As it so happens, the large amount of silt the Mississippi River carries tends to settle and forces the river to seek new paths. As of today, the Mississippi has been traveling past New Orleans for about a millennia and is overdue for a major course correction. One epic flood is all that it will take to wipe out Morgan City and leave the port of New Orleans high and dry.
St. Louis once had a scare of its own with the wild nature of the Mississippi River. In 1798, a small gravel bar appeared in the river near where the Poplar Street Bridge stands today. The gravel bar slowly grew north to become its own island and, over the next 40 years, began to threaten to leave St. Louis without a port.
Over the course of its existence, this Mississippi island was the site of many duels, owing to its uncertain “no man’s land” position between Missouri and Illinois, earning it the name Bloody Island. The island itself finally met its match when a young engineer named Robert E. Lee devised a system of dikes and dams that kept the Mississippi flowing through its main channel and eventually joined Bloody Island to the Illinois side.
A casual look at satellite imagery of the St. Louis region can reveal an entire canvas of paths the Mississippi River once took before man “tamed” the mighty river. Horseshoe Lake is one of the most visible remnants of its former meandering ways.
The map on the left is something I had fun drawing up many years ago. It’s my imagination of the Mississippi on a different course and how it may have affected the highways that St. Louis built.
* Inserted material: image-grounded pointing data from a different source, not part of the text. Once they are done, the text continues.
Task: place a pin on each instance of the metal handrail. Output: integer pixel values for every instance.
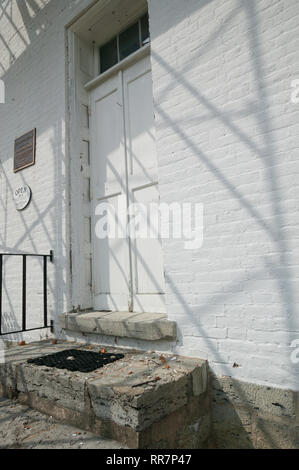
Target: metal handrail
(24, 256)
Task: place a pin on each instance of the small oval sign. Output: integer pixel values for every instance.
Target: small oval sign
(22, 197)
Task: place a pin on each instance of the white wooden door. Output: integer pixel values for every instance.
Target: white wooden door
(127, 272)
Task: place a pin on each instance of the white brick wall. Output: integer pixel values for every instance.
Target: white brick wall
(227, 138)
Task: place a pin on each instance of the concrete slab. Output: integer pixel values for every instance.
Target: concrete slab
(124, 401)
(146, 326)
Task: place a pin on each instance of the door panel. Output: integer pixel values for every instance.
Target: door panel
(147, 265)
(128, 273)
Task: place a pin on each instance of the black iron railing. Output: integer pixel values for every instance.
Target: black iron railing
(24, 257)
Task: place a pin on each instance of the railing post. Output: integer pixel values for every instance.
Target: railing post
(45, 292)
(1, 278)
(24, 293)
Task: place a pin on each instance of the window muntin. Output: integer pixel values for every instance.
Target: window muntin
(124, 44)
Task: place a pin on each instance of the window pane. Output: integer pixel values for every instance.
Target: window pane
(108, 55)
(129, 41)
(145, 34)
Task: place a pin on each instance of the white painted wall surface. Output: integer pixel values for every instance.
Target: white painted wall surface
(227, 136)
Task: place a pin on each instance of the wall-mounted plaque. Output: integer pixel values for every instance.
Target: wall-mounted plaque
(22, 197)
(25, 151)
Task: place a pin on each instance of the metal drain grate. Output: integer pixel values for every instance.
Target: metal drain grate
(76, 360)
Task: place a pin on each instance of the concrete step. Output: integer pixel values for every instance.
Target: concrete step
(146, 326)
(142, 401)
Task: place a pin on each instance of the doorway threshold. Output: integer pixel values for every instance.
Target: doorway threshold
(145, 326)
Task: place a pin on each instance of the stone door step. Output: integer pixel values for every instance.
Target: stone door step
(146, 326)
(144, 400)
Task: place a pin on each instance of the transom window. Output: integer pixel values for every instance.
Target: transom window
(125, 43)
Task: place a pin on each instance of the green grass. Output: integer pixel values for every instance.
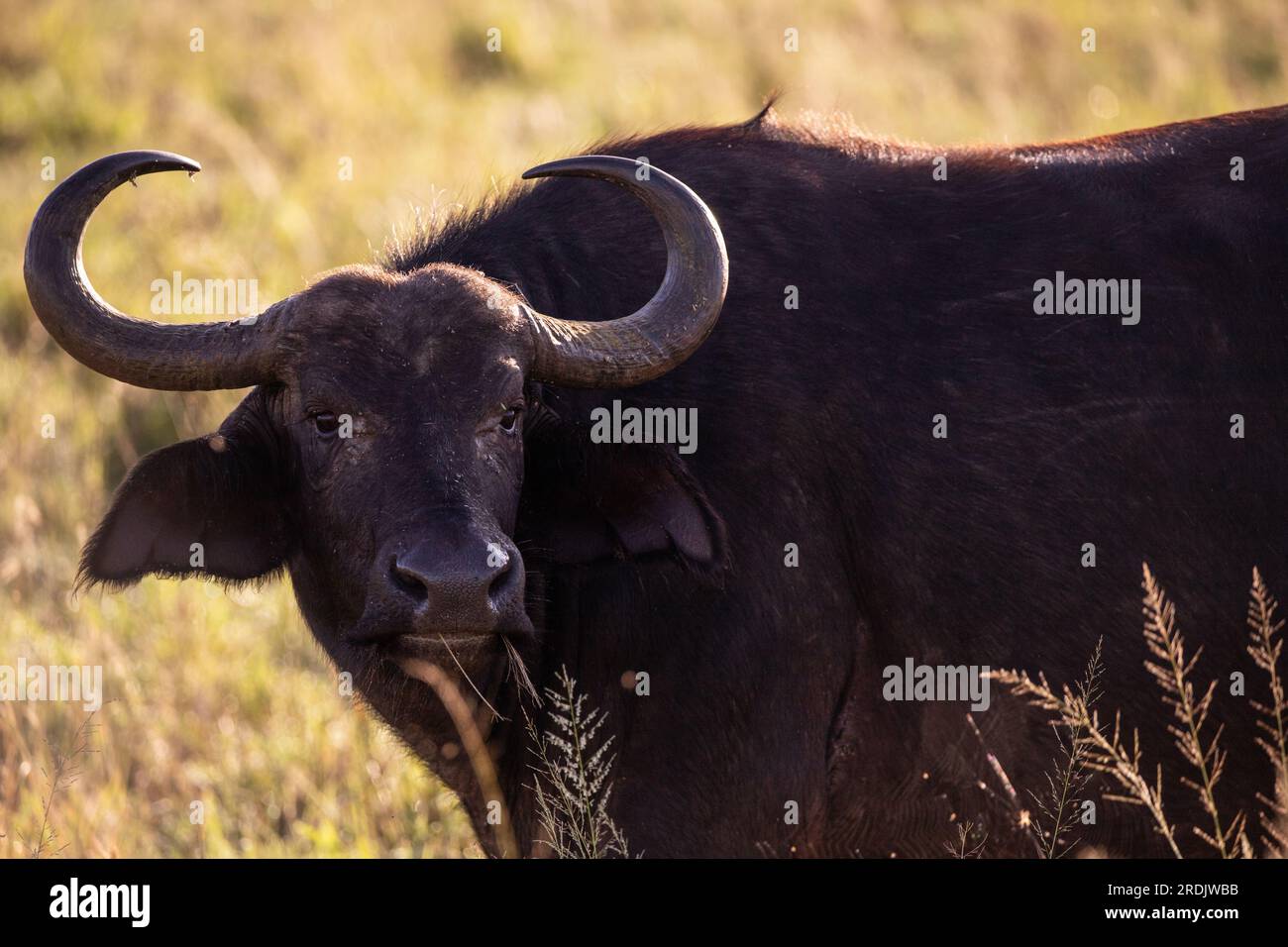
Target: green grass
(224, 698)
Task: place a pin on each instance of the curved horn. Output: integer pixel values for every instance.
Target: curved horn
(151, 355)
(645, 344)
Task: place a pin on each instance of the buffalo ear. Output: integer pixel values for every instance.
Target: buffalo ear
(588, 502)
(205, 506)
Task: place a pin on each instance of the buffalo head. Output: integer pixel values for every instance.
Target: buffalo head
(381, 454)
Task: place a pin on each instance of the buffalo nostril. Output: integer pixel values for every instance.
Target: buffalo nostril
(502, 583)
(408, 581)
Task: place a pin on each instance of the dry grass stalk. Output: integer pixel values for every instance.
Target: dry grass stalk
(572, 783)
(1266, 648)
(476, 749)
(1104, 751)
(1171, 672)
(1070, 772)
(65, 771)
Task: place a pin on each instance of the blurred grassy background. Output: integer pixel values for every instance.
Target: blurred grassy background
(223, 697)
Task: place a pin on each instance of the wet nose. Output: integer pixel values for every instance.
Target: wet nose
(459, 590)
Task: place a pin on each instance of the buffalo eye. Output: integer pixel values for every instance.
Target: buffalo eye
(326, 424)
(509, 420)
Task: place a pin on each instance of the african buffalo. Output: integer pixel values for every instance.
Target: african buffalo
(910, 431)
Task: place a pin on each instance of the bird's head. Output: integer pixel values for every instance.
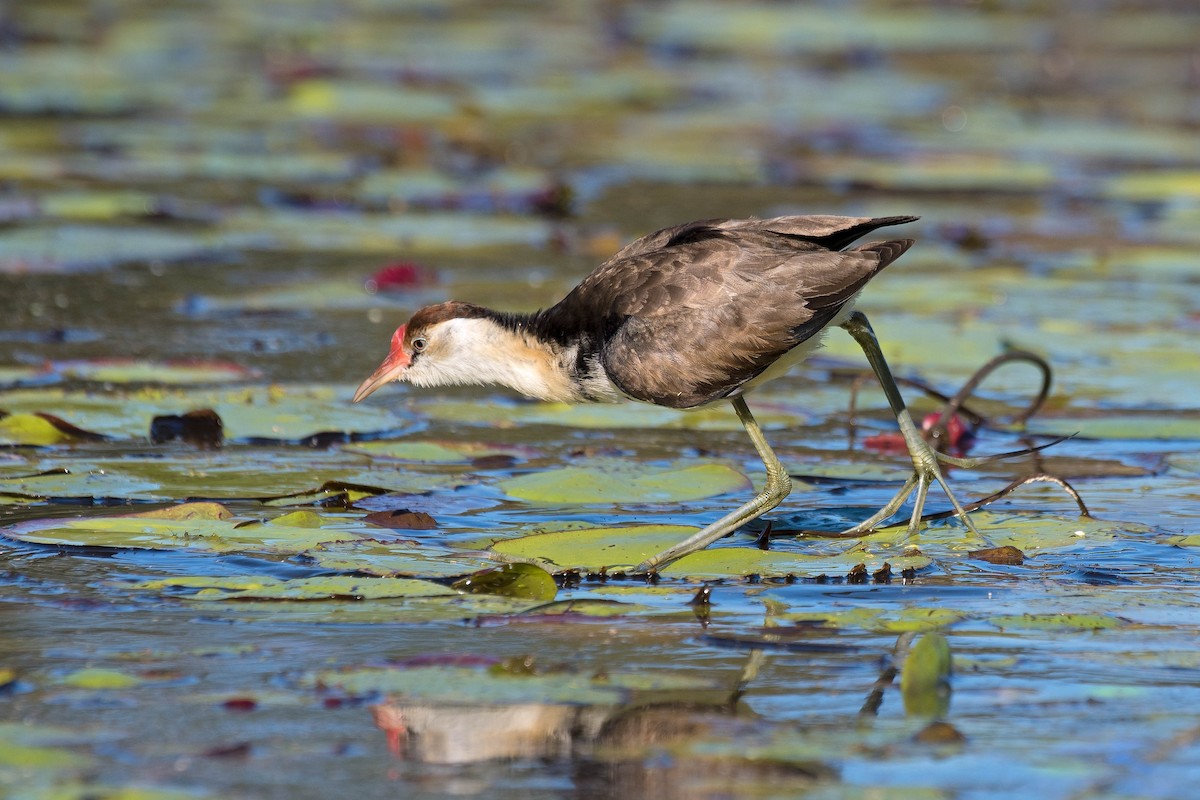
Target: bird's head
(450, 343)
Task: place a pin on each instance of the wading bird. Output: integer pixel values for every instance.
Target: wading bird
(684, 317)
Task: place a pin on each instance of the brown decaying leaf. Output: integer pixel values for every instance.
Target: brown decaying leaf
(1006, 554)
(402, 518)
(199, 427)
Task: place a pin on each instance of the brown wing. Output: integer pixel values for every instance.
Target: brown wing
(690, 313)
(827, 230)
(753, 310)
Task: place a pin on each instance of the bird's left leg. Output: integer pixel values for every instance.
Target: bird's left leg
(778, 487)
(924, 457)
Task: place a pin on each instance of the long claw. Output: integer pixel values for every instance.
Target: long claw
(778, 487)
(924, 458)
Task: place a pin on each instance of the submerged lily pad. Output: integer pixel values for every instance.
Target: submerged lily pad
(595, 547)
(625, 482)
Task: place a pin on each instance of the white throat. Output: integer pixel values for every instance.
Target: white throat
(480, 352)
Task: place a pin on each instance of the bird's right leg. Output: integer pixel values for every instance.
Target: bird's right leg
(924, 457)
(779, 486)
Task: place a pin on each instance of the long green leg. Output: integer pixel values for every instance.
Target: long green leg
(778, 487)
(924, 458)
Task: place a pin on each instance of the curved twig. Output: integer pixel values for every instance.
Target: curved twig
(1041, 477)
(949, 409)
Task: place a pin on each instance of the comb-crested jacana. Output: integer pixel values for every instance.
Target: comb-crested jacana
(684, 317)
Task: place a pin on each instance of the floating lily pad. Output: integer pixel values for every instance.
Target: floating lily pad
(208, 530)
(73, 247)
(478, 686)
(625, 482)
(397, 559)
(438, 452)
(300, 589)
(736, 561)
(523, 581)
(595, 547)
(1055, 621)
(924, 679)
(101, 678)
It’s also a reminder to me that one day, no matter how hard man tries to contain it, the Mississippi River will unleash a mighty fury and break free of its cage.
There's a great essay in 'Common Fields' about the effect of steamboat operators collecting wood on the banks of the rivers as they went up and down them. The eliminating of trees and eroding of banks caused some huge shifts, and the elimination of the town of Kaskaskia with all its archeological remnants is a good example of that.